I recall a classic example of this discrepancy in a far less serious, everyday setting. As students on a university campus were walking to the library, they were asked to respond to a short survey about environmental issues. The interview dealt with littering and the key question asked was “Should it be everyone’s responsibility to pick up litter when they see it or should it be left for the people whose job it is to pick up?” Ninety-four percent (94%) of the students answered that it was everyone’s responsibility.
Apparently there existed a uniformly positive attitude on the part of the students concerning what one should do about litter. The experimenter then observed 409 students as they passed the litter (crumpled newspaper) that had been placed on the pathway to the library next to a trashcan. Of this number, only eight (1.4%) picked up the litter.
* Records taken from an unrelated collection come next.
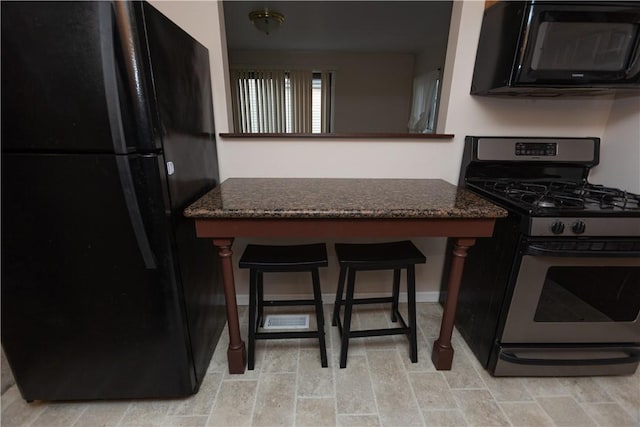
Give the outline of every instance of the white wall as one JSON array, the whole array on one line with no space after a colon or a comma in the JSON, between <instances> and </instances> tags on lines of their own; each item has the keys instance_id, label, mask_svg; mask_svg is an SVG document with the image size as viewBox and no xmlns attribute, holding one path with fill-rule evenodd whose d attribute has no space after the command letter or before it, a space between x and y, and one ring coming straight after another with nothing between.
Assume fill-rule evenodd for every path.
<instances>
[{"instance_id":1,"label":"white wall","mask_svg":"<svg viewBox=\"0 0 640 427\"><path fill-rule=\"evenodd\" d=\"M212 2L153 2L210 49L217 130L228 132L229 95L222 12ZM638 190L640 148L637 98L497 99L469 95L484 2L456 1L445 63L439 133L453 140L274 140L219 138L221 179L228 177L442 178L456 183L465 135L595 136L603 138L598 176ZM199 37L200 36L200 37ZM635 110L635 111L634 111ZM611 115L610 115L611 112ZM626 155L629 154L629 155ZM613 159L622 160L616 165ZM621 184L622 183L622 184ZM399 236L407 237L407 236ZM410 237L410 236L409 236ZM443 239L414 239L428 257L419 268L420 298L433 298L440 285ZM284 242L283 242L284 243ZM328 242L329 244L331 242ZM246 241L238 239L240 254ZM335 289L335 262L323 272L323 292ZM236 270L239 301L246 301L245 271ZM386 280L374 277L372 281ZM295 286L294 282L291 282ZM295 292L283 286L281 292ZM244 294L244 295L243 295ZM329 300L330 301L330 300Z\"/></svg>"}]
</instances>

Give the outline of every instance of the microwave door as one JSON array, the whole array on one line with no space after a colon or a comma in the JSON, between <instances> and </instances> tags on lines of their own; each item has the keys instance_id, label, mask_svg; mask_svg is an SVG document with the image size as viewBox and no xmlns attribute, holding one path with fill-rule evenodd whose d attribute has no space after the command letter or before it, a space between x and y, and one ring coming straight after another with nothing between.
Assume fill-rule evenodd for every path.
<instances>
[{"instance_id":1,"label":"microwave door","mask_svg":"<svg viewBox=\"0 0 640 427\"><path fill-rule=\"evenodd\" d=\"M631 77L629 64L637 62L631 30L614 23L542 22L521 79L588 84Z\"/></svg>"},{"instance_id":2,"label":"microwave door","mask_svg":"<svg viewBox=\"0 0 640 427\"><path fill-rule=\"evenodd\" d=\"M532 6L517 84L589 86L638 80L640 11L587 8Z\"/></svg>"}]
</instances>

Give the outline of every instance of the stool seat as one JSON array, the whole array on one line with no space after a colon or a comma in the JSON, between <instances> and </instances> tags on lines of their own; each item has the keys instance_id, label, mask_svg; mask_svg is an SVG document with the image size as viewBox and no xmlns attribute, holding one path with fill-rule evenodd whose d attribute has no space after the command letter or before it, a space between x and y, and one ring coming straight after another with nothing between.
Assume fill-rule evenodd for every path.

In an article, Stumbling Blocks on the Path of Righteousness, in the Times last week Benedict Carey discusses this discrepancy between intentions and actions. He describes an interesting experiment on what he labels the “holier-than-thou effect." This refers to the tendency of individuals to be overly optimistic about their own abilities compared to others—to overestimate their standing in class, their self-control, their sincerity, etc. He says the “self-inflating bias” is even more pronounced on matters of moral judgment and behavior citing the following example:
251 students were asked to predict the likelihood they would buy a daffodil during a campus drive to benefit the American Cancer Society. 83 percent predicted that they would buy at least one flower and that only 56 percent of their peers would. Five weeks later, the researchers found that only about half 43% of these students actually bought a daffodil during the drive. Carey also reports “in other experiments, researchers have found that people similarly overestimate their willingness to do what’s morally right, whether to give to charity, vote or cooperate with a stranger.”
I have always believed that the many studies documenting this gap are only half the story. The other half concerns how to overcome it. Under what conditions do individuals resist the demands or authority, or behave more altruistically, or are they able to translate their moral beliefs into moral action? On these questions we remain pretty much in the dark, although Carey proposes the effect might diminish quickly if people have previous experience(s) in the situation that calls for action.
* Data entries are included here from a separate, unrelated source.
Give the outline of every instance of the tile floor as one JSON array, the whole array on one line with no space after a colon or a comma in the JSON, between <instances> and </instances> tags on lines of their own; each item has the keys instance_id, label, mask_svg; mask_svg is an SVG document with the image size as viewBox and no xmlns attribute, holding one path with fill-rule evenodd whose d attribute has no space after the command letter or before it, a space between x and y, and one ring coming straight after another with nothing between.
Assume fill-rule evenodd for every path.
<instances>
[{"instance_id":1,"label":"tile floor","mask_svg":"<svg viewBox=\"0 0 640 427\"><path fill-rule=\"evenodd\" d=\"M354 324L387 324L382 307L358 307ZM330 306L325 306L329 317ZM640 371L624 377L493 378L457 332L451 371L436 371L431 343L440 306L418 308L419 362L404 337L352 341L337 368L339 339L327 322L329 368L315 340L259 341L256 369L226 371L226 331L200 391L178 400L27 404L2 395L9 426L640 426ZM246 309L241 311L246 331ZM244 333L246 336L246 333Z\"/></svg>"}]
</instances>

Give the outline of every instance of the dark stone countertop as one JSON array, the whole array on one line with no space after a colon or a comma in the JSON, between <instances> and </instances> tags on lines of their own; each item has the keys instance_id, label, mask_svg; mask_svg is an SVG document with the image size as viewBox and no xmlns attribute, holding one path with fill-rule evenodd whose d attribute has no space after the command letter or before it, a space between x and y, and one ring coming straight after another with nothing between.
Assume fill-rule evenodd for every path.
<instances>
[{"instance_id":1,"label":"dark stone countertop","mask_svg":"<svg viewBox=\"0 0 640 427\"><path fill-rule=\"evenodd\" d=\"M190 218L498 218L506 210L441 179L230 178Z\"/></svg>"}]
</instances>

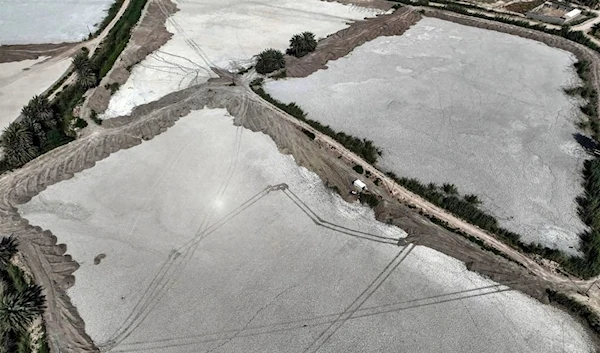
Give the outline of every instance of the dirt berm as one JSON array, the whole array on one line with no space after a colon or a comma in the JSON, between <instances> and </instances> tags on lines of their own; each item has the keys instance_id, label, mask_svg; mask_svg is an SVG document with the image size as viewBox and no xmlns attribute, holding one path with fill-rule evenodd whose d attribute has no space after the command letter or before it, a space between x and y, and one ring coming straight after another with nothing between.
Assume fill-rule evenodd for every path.
<instances>
[{"instance_id":1,"label":"dirt berm","mask_svg":"<svg viewBox=\"0 0 600 353\"><path fill-rule=\"evenodd\" d=\"M319 41L317 50L296 58L286 55L286 76L306 77L313 72L327 69L327 62L348 55L354 48L381 36L401 35L421 19L421 15L408 7L391 14L379 15L357 21Z\"/></svg>"}]
</instances>

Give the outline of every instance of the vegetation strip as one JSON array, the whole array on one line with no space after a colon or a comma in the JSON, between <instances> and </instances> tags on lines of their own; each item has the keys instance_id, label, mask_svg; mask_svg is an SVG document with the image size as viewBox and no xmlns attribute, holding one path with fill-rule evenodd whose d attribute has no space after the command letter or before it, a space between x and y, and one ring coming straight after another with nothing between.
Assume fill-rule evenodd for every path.
<instances>
[{"instance_id":1,"label":"vegetation strip","mask_svg":"<svg viewBox=\"0 0 600 353\"><path fill-rule=\"evenodd\" d=\"M596 334L600 334L600 317L587 305L551 289L546 289L546 294L548 294L550 302L563 306L571 313L584 318L592 330Z\"/></svg>"},{"instance_id":2,"label":"vegetation strip","mask_svg":"<svg viewBox=\"0 0 600 353\"><path fill-rule=\"evenodd\" d=\"M42 288L12 262L17 245L12 236L0 240L0 353L48 352L43 327L35 327L45 298Z\"/></svg>"},{"instance_id":3,"label":"vegetation strip","mask_svg":"<svg viewBox=\"0 0 600 353\"><path fill-rule=\"evenodd\" d=\"M87 50L82 50L73 59L78 77L74 85L66 86L52 102L47 97L34 97L22 110L23 120L12 122L4 130L0 136L0 146L4 150L0 172L18 168L39 155L72 141L75 129L87 125L82 119L73 117L73 110L83 103L87 90L98 86L125 49L131 30L140 19L146 2L147 0L130 1L122 17L91 59L88 58ZM119 7L113 7L118 12Z\"/></svg>"},{"instance_id":4,"label":"vegetation strip","mask_svg":"<svg viewBox=\"0 0 600 353\"><path fill-rule=\"evenodd\" d=\"M261 96L267 102L273 104L277 108L290 114L296 119L307 123L316 130L324 133L325 135L335 139L336 141L344 145L344 147L356 153L370 164L375 164L377 162L377 158L381 156L381 149L375 146L373 144L373 141L364 138L360 139L358 137L347 135L343 132L336 132L335 130L330 128L329 125L323 125L316 120L307 119L306 113L296 103L284 104L278 101L277 99L271 97L271 95L265 92L265 90L262 88L262 82L262 79L255 80L252 82L250 87L254 92L256 92L256 94Z\"/></svg>"}]
</instances>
This suggests that practice or training might narrow the gap between belief and behavior. Currently, there are very few experimental tests of this hypothesis and those that have been undertaken have not been entirely confirming.
In The Call of Stories Robert Coles described this dilemma clearly in discussing the poem Paterson by his friend William Carlos Williams. Patterson, Coles says, “poses one of the oldest dilemmas: the sad commonplace that ideas or ideals, however, erudite and valuable, are by no means synonymous with behavior, that high-sounding abstractions do not necessarily translate into decent or commendable conduct. People can, as he puts it, "talk a big line" and "come out badly wanting in their actions."